Public Advocate Letitia James is calling on City Hall to terminate more than $98 million in contracts that would keep 11 rent-stabilized buildings in use as homeless shelters after the mayor pledged to phase out the notoriously mismanaged cluster site program.
These privately-owned buildings, located in Brooklyn and the Bronx, have more than 300 apartments between them and are either partially or entirely occupied by homeless families. Rather than convert them to low-rental housing and provide residents with tenant protections, as Mayor Bill de Blasio pledged last January, DHS is planning to maintain them as family shelters.
The Giuliani-era cluster program has placed thousands of homeless families in private apartments.
"These pending contracts attempt to solve one problem by exacerbating another, and I have called on the administration to immediately terminate its policy of converting rent stabilized units into homeless housing," the Public Advocate said in a statement to Gothamist.
Tax records show that 72 units across these buildings are currently registered with the state as rent-stabilized, according to James's office. The 72 figure is likely a lowball, because the onus is on landlords to register their stabilized units with the state annually. Advocates fear that when the shelter contracts expire, there may be little protection against landlords flipping the buildings into market rate rentals, further exacerbating the homelessness crisis.
"One of the concerns is that if they transition these eleven buildings that may have some regular rent stabilized tenants left, the owner can claim a permanent exemption from rent stabilization," said Rajiv Jaswa, a staff attorney with the Community Development Project at the Urban Justice Center.
A spokesman for the Human Resources Administration told Gothamist that the city notifies the State Division of Housing and Community Renewal of all units exiting the cluster program in order to protect their stabilized status. But Jennifer Levy, the Public Advocate's general counsel, says she has no assurance that HCR will follow through with reinstating protections. Reporter Nathan Tempey's recent investigation into this relationship between city and state officials indicated indicated that there seems to be no formal retention plan in place.
Advocates are also concerned the contracts will reward negligent landlords who already benefit from the cluster program's large payouts and lax oversight. There are currently 449 open violations across the eleven buildings, according to the city's shelter repair scorecard for July, 75 of which are immediately hazardous.
James's office would prefer that the cluster site residents be awarded rent-stabilized leases. The Legal Aid Society is currently fighting for this outcome at 60 Clarkson Avenue in Prospect Lefferts Gardens, a former cluster site that the City pulled out of in 2016.
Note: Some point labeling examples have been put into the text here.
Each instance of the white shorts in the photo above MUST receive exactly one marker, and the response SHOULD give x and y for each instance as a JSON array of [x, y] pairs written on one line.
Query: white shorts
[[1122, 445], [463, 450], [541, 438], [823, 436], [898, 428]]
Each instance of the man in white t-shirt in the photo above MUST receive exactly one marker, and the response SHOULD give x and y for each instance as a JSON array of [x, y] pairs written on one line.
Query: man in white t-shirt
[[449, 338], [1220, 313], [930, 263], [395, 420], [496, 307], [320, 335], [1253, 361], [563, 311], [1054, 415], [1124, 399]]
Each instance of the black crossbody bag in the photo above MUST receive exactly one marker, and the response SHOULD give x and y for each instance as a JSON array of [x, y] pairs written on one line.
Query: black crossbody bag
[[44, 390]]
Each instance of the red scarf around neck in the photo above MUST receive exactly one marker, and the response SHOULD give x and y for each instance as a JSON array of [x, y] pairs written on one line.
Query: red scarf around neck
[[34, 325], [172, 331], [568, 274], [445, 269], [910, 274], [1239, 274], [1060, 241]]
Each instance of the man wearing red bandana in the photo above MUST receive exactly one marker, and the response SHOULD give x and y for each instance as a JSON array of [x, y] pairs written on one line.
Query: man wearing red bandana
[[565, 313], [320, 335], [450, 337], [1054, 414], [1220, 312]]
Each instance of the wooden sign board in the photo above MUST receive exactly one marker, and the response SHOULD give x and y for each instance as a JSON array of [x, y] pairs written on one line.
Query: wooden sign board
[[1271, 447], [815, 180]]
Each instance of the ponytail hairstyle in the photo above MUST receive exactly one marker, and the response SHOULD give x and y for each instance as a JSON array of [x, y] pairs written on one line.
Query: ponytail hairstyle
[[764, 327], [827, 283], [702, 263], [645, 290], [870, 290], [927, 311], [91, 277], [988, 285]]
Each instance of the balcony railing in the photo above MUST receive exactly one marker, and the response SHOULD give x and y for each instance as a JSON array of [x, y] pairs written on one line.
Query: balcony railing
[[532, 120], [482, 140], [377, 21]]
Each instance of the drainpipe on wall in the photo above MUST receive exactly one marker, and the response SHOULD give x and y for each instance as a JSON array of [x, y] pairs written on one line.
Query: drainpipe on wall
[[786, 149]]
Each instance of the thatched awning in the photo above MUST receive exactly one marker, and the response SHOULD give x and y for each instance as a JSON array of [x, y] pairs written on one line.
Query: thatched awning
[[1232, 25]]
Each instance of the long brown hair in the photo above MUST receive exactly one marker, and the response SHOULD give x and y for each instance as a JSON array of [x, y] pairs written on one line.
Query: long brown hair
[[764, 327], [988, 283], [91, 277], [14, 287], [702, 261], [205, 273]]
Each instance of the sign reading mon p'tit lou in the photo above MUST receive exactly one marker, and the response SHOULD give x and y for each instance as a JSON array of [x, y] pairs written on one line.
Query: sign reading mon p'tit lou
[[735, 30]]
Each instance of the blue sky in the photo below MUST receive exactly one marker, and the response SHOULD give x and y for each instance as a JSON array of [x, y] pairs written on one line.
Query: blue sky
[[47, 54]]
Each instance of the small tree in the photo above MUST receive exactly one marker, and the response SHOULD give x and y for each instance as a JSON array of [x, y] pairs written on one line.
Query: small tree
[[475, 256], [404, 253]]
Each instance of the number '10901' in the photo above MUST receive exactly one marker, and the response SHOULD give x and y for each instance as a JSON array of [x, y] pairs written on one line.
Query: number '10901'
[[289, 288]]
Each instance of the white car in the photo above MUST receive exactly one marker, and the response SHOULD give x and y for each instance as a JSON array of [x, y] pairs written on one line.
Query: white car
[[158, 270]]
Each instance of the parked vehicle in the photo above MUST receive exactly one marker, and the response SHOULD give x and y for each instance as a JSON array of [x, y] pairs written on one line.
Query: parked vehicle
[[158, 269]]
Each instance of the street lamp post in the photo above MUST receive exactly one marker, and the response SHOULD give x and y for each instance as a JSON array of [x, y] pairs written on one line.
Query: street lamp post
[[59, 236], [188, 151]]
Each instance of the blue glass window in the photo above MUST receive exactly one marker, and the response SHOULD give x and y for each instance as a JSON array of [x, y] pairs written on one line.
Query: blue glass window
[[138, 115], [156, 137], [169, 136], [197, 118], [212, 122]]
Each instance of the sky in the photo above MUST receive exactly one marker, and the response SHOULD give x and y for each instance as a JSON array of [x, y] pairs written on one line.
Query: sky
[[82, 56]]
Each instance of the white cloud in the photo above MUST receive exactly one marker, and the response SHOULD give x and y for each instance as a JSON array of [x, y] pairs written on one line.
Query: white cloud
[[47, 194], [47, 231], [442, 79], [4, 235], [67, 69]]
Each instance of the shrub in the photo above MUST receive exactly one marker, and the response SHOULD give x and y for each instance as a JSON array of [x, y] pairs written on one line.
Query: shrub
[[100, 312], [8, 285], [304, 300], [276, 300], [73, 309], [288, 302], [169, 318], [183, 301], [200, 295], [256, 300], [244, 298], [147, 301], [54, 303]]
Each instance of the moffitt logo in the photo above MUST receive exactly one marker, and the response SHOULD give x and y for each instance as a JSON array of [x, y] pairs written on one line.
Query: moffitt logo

Mayor de Blasio and city homelessness Commissioner Steven Banks (Michael Appleton/Mayor's Office)
One of the contracts in process covers 1838 Vyse Avenue, in Councilman Rafael Salamanca's district. Salamanca is a longtime critic of shelter proliferation in his district, which covers the South Bronx. He learned about the pending contracts through news reports last month.
"We want to do all we can to help homeless individuals, but to learn from the press that these clusters were being converted to permanent shelters was disappointing," Salamanca said in a statement to Gothamist.
"I value my relationship with [Human Resources Administration] Commissioner Steven Banks, and believe he has good intentions," he added. "But to best combat homelessness in the South Bronx, he and his team have to be transparent with the community, and myself."
Salamanca added that his office is concerned that 1838 Vyse landlord David Green, one of 13 cluster site landlords on the Public Advocate's Worst Landlord list, might benefit from the deal.
Banks has agreed to meet with the Public Advocate regarding her August 30th letter on the subject, which also addressed Mayor Bill de Blasio directly. But an HRA spokesman confirmed Friday that the City is not heeding the Public Advocate's request to drop the contracts in question. He also noted that the shelter conversion option is referenced in the mayor's February homelessness plan.
"We've said repeatedly in 2016 and 2017 that we would also evaluate cluster sites to determine whether they could be converted to either permanent housing or high-quality Tier II transitional shelters," said HRA spokesman Isaac McGinn.
"These conversions will enable us to more effectively help our homeless neighbors get back on their feet, with greater oversight and enforcement of regulations, including requirements regarding conditions, provision of services, and security programming that must be met," he added.
HRA contends that it has reduced the use of cluster sites by nearly 30 percent since early 2016, when roughly 3,600 units were occupied. Of that total, less than ten percent, or 360, have been deemed suitable for shelter conversion, according to McGinn (he did not immediately provide exact figures).
But for members of advocacy group Picture the Homeless, any shelter established in place of a stabilized apartment is suspect.
"We need real housing, permanent housing that's actually affordable to homeless people," said Lisa Milhouse, a PTH member and former cluster site resident. "Not more shelters."